«I’m an Austrian in Economics»
This article is based on a speech given by the author on 12 September 2011 in Munich.
Introduction
The financial crisis has led many people to doubt the merits of free markets and a liberal economic regime. They blame markets for the financial and economic crisis and demand tighter regulation and, in effect, more central planning by governments as a remedy. We shall argue that both the analysis on which this view is based and the policy recommendations are flawed. This crisis has been caused by too much reliance on the effectiveness of economic and financial planning. Failure of the «liquidationists» to overcome the Great Depression of the early 1930s prepared the ground for an era of interventionist economic policies. Modern macroeconomics and finance nourished the belief that we can successfully plan for the future. But the present crisis teaches us that we live in a world of Knightian uncertainty, where the «unknown unknowns» dominate and our plans for the future are regularly thwarted by unforeseen and unforeseeable events. We have suffered from «control illusion.» We need to recognize the limits of planning for the future and the superiority of a market-liberal economic order, where states, firms and individuals can be held liable for the financial decisions they have taken.
The predecessor of today’s crisis
To develop our point we first take a look at the historical predecessor of today’s financial crisis, the depression of the 1930s. During the 1920s easy monetary conditions and an exaggerated appetite for risk, evidenced by extreme leverage in the popular equity trusts, fuelled the build-up of a stock price bubble. When monetary conditions were tightened eventually, the edifice of leverage came down and the stock market crashed in October 1929.
At the time, the authorities took the crash in their stride. Many policy makers felt that the crash and a possible recession afterwards were needed to eliminate the excesses and imbalances that had built up during the roaring twenties. Andrew Mellon, then US Secretary of the Treasury, brought this view to the point when he said:
«…liquidate labor, liquidate stocks, liquidate farmers, liquidate real estate… it will purge the rottenness out of the system. High costs of living and high living will come down. People will work harder, live a more moral life. Values will be adjusted, and enterprising people will pick up from less competent people.» (Hoover, Herbert (1952). Memoirs. Hollis and Carter. p. 30). Inspired by Mellon’s attitude, those sharing the idea that a recession was a «cleansing event» were later dubbed «liquidationists.»
The «liquidationists» could claim theoretical support for their view from the Austrian school of economics around Joseph Schumpeter and Friedrich von Hayek, which built its view of the business cycle on the work of the Swedish economist Knut Wicksell. Wicksell distinguished between a natural rate of interest, which reflects the return on investment, and a market rate, which reflects the borrowing costs of funds charged by the banks.
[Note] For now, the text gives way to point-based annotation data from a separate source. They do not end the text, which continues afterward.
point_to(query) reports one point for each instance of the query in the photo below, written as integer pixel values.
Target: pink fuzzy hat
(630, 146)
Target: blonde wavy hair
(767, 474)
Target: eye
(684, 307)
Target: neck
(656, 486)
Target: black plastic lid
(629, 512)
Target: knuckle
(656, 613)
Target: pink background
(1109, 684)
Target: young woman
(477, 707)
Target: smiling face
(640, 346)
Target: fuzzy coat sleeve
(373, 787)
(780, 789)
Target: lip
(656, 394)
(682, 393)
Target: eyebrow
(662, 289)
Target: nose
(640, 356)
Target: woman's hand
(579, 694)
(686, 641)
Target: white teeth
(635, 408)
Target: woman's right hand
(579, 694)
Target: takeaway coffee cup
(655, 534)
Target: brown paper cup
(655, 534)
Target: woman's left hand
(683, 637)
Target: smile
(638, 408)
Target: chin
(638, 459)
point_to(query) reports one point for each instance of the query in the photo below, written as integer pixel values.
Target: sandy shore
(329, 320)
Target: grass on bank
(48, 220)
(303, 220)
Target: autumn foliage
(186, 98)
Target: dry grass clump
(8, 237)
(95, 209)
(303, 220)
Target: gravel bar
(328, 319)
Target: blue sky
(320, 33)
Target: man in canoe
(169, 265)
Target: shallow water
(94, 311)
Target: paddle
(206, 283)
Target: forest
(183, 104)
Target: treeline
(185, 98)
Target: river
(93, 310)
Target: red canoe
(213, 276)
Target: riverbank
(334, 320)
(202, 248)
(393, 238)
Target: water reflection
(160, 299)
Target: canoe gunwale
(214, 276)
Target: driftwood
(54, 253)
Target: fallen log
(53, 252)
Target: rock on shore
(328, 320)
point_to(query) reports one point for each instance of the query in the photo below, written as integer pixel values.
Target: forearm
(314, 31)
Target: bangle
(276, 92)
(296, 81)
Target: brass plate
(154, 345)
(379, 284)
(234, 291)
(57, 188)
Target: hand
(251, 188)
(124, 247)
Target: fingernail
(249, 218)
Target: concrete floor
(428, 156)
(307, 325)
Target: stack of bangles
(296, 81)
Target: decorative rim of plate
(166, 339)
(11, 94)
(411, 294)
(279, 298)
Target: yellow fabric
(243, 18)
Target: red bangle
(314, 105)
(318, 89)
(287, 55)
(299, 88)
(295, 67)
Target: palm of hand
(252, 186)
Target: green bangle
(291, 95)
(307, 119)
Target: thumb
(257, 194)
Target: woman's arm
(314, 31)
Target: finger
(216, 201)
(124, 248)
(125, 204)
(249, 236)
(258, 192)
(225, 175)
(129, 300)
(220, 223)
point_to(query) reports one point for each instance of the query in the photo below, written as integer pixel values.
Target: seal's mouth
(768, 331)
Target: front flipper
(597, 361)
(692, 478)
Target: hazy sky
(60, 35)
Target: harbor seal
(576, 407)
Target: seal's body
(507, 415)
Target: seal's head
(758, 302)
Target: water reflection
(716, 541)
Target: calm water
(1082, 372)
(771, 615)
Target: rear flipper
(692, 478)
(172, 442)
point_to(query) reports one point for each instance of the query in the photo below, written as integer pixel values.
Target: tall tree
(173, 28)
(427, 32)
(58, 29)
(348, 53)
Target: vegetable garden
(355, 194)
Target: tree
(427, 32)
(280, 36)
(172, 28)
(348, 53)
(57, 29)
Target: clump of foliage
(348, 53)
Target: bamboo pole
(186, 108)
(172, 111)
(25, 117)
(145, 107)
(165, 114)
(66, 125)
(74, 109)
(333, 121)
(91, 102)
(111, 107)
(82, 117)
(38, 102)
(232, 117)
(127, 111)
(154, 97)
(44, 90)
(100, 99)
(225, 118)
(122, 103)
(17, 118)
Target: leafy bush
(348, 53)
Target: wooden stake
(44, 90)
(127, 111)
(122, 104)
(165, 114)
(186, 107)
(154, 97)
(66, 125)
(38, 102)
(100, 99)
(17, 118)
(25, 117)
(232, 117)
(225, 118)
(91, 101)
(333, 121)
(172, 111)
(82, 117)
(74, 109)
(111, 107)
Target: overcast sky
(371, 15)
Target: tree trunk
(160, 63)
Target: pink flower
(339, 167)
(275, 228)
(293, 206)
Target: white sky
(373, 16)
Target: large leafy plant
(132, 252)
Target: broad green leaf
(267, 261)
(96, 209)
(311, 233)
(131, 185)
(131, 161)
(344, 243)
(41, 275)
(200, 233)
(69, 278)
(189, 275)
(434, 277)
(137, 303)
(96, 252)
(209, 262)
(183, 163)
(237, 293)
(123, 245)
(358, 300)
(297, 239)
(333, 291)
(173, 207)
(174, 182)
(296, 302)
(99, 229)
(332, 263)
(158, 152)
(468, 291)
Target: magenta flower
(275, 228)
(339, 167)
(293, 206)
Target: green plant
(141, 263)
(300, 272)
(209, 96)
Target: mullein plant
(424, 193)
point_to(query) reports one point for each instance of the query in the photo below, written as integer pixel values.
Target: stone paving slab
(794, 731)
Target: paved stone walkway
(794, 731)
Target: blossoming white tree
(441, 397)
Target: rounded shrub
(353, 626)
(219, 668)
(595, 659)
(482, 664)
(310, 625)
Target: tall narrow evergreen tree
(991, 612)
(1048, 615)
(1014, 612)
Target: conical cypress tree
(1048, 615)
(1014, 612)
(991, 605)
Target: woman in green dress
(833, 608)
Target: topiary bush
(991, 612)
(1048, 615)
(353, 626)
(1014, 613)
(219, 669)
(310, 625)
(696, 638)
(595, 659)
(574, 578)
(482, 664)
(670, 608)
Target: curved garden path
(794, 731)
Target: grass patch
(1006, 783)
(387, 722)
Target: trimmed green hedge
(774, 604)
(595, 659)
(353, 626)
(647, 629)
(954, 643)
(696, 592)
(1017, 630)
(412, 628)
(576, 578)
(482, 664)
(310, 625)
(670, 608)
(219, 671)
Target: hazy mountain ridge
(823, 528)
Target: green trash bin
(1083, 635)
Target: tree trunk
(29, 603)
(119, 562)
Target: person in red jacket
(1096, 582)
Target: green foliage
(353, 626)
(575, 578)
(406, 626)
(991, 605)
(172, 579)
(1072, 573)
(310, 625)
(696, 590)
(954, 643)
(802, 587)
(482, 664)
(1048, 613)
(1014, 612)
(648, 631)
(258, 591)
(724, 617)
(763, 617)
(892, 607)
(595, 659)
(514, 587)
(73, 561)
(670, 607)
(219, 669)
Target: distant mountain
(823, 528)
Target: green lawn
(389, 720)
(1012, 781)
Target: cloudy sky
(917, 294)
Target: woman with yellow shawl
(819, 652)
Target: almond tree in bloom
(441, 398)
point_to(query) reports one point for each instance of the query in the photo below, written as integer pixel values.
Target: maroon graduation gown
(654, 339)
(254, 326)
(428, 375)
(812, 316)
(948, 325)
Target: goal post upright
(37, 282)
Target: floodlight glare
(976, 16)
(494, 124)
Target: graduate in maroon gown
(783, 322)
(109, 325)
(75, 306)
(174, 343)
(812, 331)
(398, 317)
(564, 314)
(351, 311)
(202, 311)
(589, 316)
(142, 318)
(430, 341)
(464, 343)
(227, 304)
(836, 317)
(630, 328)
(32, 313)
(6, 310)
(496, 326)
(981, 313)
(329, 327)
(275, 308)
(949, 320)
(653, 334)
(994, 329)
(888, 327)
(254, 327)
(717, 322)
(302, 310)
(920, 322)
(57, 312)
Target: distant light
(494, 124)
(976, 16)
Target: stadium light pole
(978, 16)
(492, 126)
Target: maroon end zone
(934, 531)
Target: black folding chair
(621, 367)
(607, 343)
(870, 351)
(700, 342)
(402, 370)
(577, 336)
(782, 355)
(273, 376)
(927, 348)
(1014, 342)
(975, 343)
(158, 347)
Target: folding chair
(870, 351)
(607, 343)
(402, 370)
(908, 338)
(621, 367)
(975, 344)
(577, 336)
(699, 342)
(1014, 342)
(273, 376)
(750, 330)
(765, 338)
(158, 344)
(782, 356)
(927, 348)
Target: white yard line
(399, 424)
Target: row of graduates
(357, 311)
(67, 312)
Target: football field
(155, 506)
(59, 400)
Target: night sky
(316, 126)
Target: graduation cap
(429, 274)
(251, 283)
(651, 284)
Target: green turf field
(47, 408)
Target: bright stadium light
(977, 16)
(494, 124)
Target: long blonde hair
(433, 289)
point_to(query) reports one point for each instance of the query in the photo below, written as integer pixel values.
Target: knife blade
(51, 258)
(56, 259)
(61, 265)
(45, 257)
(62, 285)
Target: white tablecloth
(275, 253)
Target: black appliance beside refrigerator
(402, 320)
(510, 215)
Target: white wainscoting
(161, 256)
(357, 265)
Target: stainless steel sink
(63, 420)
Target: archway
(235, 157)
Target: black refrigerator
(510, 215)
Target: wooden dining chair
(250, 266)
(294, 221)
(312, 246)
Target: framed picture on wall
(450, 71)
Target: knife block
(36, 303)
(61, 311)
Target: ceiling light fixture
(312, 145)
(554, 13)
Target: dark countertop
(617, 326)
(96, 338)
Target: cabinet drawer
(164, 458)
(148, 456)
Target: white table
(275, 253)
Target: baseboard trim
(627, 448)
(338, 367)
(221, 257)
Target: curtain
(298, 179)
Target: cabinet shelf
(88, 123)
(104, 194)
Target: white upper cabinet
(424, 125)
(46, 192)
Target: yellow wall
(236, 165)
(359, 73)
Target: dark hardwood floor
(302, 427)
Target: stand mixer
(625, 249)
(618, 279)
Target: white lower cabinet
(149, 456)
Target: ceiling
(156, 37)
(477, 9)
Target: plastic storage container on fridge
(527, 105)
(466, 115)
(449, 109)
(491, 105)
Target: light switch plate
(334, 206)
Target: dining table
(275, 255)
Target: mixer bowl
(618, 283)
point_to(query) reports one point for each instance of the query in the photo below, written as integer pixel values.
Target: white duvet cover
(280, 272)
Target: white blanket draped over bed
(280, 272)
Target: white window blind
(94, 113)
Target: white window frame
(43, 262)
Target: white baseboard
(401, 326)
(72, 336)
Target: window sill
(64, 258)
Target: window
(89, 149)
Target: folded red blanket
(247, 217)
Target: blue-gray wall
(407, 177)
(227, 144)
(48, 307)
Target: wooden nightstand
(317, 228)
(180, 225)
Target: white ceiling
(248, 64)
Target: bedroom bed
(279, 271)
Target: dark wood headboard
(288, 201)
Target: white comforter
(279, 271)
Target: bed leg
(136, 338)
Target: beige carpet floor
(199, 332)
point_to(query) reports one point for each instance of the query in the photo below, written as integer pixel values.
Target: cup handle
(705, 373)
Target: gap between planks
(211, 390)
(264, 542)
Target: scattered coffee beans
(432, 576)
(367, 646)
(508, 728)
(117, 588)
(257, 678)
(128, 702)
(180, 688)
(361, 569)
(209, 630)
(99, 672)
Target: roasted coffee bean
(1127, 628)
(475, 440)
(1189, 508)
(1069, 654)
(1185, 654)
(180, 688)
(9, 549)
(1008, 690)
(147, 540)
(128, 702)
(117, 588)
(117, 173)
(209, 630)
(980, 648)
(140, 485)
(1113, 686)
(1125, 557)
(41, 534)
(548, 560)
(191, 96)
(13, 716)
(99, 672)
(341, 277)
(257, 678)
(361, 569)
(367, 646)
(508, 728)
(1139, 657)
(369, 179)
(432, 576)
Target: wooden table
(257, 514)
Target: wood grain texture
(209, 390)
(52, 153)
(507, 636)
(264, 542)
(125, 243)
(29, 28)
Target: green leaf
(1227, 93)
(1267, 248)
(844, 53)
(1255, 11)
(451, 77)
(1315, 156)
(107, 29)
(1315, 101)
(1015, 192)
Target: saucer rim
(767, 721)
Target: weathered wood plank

When the market rate is below the natural rate, companies borrow to invest and the economy expands. In the opposite case, investment is reduced and the economy contracts.

Source: Deutsche Bank Global Markets Research
The Austrian school used this idea to develop a theory of the business cycle that puts the credit cycle in the centre (see picture left). Low interest rates stimulate borrowing from the banking system. The expansion of credit induces an expansion of the supply of money through the banking system. This in turn leads to an unsustainable credit-fuelled investment boom during which the «artificially stimulated» borrowing seeks out diminishing investment opportunities. The boom results in widespread overinvestment, causing capital resources to be misallocated into areas which would not attract investment if the credit supply remained stable. The expansion turns into bust when credit creation cannot be sustained – perhaps because of an increase in the market rate or a fall in the natural rate – and a «credit crunch» sets in. Money supply suddenly and sharply contracts when markets finally «clear,» causing resources to be reallocated back toward more efficient uses.1

Source: Census, Deutsche Bank Global Markets Research
The liquidationist approach to economic policy in the aftermath of the 1929 stock market crash – for which Mellon became the symbol – accepted the downturn in the early 1930s as inevitable. What they missed was that extreme risk aversion can keep the market rate above the natural rate even after ?the rottenness? has been «purged out of the system.» Franklin D. Roosevelt, who beat Hoover in the 1932 presidential elections, seems to have intuitively understood this problem. Perhaps the most important action Roosevelt took shortly after his inauguration in early 1933 was to guarantee bank deposits. As a result, cash that people had hoarded under their mattresses came back to the banks and improved their liquidity situation. When the Roosevelt administration later in the year recapitalized banks, credit extension picked up again and the economy recovered. It is interesting that there was no big fiscal policy stimulus in 1933 – the famous New Deal was felt only later. Hence, contrary to conventional wisdom, the spark that ignited the recovery of 1934 was the turn in the credit cycle (see chart).